Em resposta ao pedido de arquivamento enviado ao Supremo Tribunal Federal (STF) protocolado pela defesa de Sergio Moro (União-PR), a Procuradoria-Geral da República afirmou que o senador não se retratou após ofender o ministro Gilmar Mendes, acusando-o de vender habeas corpus.
Para a vice-procuradora-geral da República, Lindôra Araújo, a fala de Moro registrada em vídeo “não passa de meras alegações sem provas”, mas infere que o ministro da Corte comete crimes.
Moro foi denunciado pela PGR ao STF por crime de calúnia após a viralização do vídeo em que o senador afirma “não, isso é fiança, instituto, para comprar um habeas corpus do Gilmar Mendes”.
Já a defesa do senador pediu o arquivamento da acusação em 23 de maio, alegando que a declaração “não passou de uma brincadeira em festa junina”.
O GGN mostrou aqui que este processo contra Moro no STF pode ser um dos caminhos que podem levar à perda do mandato de senador.
Entenda o caso
A PGR denunciou o senador Sergio Moro ao STF em 17 de abril, após o ex-juiz da Lava Jato insinuar, em gravação divulgada na internet, que o ministro Gilmar Mendes vende habeas corpus.
“Sergio Moro, com livre vontade e consciência, caluniou o ministro do Supremo Tribunal Federal Gilmar Mendes, imputando-lhe falsamente o crime de corrupção passiva, previsto no Código Penal, artigo 317, ao afirmar que a vítima solicita ou recebe, em razão de sua função pública, vantagem indevida para conceder habeas corpus”, anotou a vice-procuradora-geral da República, Lindora Araújo.
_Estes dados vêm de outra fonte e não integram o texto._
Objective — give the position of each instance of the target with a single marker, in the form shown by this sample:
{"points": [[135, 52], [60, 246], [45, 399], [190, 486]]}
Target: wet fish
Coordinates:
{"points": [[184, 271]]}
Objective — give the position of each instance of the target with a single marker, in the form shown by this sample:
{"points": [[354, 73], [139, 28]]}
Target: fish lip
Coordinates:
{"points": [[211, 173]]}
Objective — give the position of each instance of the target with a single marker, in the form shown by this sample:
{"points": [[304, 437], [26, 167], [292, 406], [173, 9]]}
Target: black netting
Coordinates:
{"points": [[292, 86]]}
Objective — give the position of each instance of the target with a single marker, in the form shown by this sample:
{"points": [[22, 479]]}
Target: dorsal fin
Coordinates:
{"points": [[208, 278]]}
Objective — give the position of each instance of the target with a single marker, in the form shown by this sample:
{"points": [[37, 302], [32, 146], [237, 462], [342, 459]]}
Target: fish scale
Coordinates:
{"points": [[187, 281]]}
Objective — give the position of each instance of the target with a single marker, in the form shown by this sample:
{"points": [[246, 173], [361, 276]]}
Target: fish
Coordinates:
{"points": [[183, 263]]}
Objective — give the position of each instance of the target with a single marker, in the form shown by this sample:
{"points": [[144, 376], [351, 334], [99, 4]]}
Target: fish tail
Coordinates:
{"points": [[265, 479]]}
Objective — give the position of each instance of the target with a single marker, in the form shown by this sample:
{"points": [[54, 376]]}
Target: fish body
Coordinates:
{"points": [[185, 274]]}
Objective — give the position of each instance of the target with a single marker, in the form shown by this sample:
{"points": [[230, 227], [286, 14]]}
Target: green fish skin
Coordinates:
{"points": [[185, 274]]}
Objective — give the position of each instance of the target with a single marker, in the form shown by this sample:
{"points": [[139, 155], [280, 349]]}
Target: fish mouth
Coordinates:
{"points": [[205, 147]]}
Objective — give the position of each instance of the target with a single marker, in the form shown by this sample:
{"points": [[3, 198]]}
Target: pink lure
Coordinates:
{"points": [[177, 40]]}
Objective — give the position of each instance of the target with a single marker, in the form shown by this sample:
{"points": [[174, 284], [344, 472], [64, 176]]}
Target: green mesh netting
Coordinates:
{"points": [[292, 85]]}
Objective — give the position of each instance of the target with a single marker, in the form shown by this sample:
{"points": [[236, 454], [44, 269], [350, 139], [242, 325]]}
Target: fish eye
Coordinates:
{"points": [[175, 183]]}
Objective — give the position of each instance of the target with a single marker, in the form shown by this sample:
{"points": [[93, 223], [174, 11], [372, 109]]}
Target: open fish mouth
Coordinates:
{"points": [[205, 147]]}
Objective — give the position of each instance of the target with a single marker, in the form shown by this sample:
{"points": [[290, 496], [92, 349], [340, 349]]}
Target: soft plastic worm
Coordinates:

Segundo Lindora, “ao atribuir falsamente a prática de crime a Gilmar Mendes, Sergio Moro agiu com nítida intenção de macular a imagem e a honra do ofendido, tentando desacreditar sua atuação como magistrado da mais alta corte do País”.
Resposta
Gilmar Mendes, ministro do Supremo Tribunal Federal (STF), afirmou em entrevista ao empresário Abílio Diniz que o senador Sergio Moro (União-PR) é quem deve explicar a venda de decisões judiciais.
O decano afirmou ainda que não falou com Moro, pois na idade em que está, tem de escolher os próprios inimigos. Ele afirmou ainda que encaminhou o assunto ao Ministério Público e este fez a denúncia contra o senador do União Brasil.
O ministro do STF comentou ainda as acusações de Rodrigo Tacla Duran, no final de março, quando o advogado afirmou ser alvo de um “bullying processual” da Lava Jato. Duran seria ainda uma vítima de tentativa de extorsão de Moro e Deltran Dallagnol, atualmente deputado federal (Podemos).
“É uma solução muito fácil, porque Tacla Duran diz que teria feito um depósito de 5 milhões de dólares para o escritório da mulher do Moro. Basta abrir a conta e esclarecer essa dúvida. Portanto, quem tem de fazer explicações sobre venda de decisões é Moro”, afirmou o decano à CNN.